Have there also been tornadoes in Germany?

Wiesen: Of course there have been. Thankfully, however, they occur much less frequently than in the USA and are usually relatively weak and therefore have a comparatively low destructive potential. According to current knowledge, a tornado with a strength of F5 like the Tri-State tornado would be an event of the century or even rarer.

Will such phenomena increase as a result of climate change?

Wiesen: It's impossible to say for sure. As mentioned at the beginning, the energy content of the atmosphere increases as temperatures rise, and with it the probability of extreme weather events.
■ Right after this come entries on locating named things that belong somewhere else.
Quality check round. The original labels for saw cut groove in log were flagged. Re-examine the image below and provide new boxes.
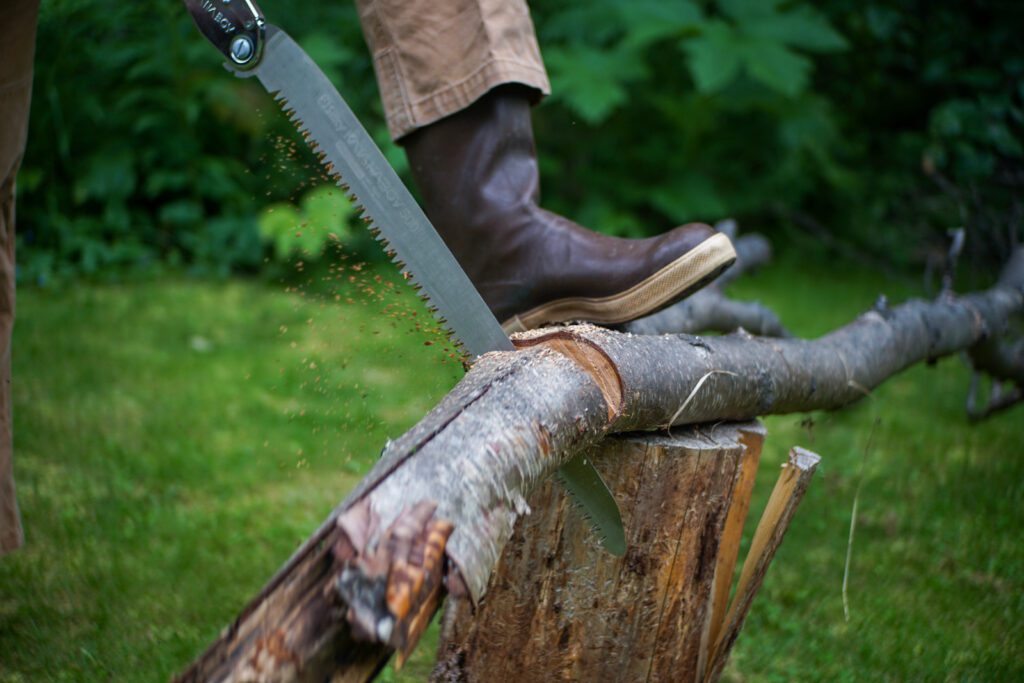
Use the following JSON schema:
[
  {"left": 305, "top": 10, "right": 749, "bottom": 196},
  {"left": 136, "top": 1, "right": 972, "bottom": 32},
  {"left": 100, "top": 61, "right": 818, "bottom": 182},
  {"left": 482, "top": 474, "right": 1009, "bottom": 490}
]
[
  {"left": 180, "top": 245, "right": 1024, "bottom": 680},
  {"left": 432, "top": 423, "right": 814, "bottom": 682}
]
However, the increase in cases observed in recent years is probably due to better recording.

In the USA, intensive research has resulted in a good time series of tornado events, from which neither an increase in events nor a greater intensity can be deduced.

Uwe Blass

Prof Dr Peter Wiesen is an atmospheric chemist in the Department of Physical and Theoretical Chemistry in the School of Mathematics and Natural Sciences at the University of Wuppertal. Under his leadership, the Institute for Atmospheric and Environmental Research, which was founded in 2021, is participating in the European Commission's ATMO-ACCESS project and in the European research infrastructure ACTRIS, whose German contribution is coordinated by the Leibniz Association's TROPOS Institute in Leipzig.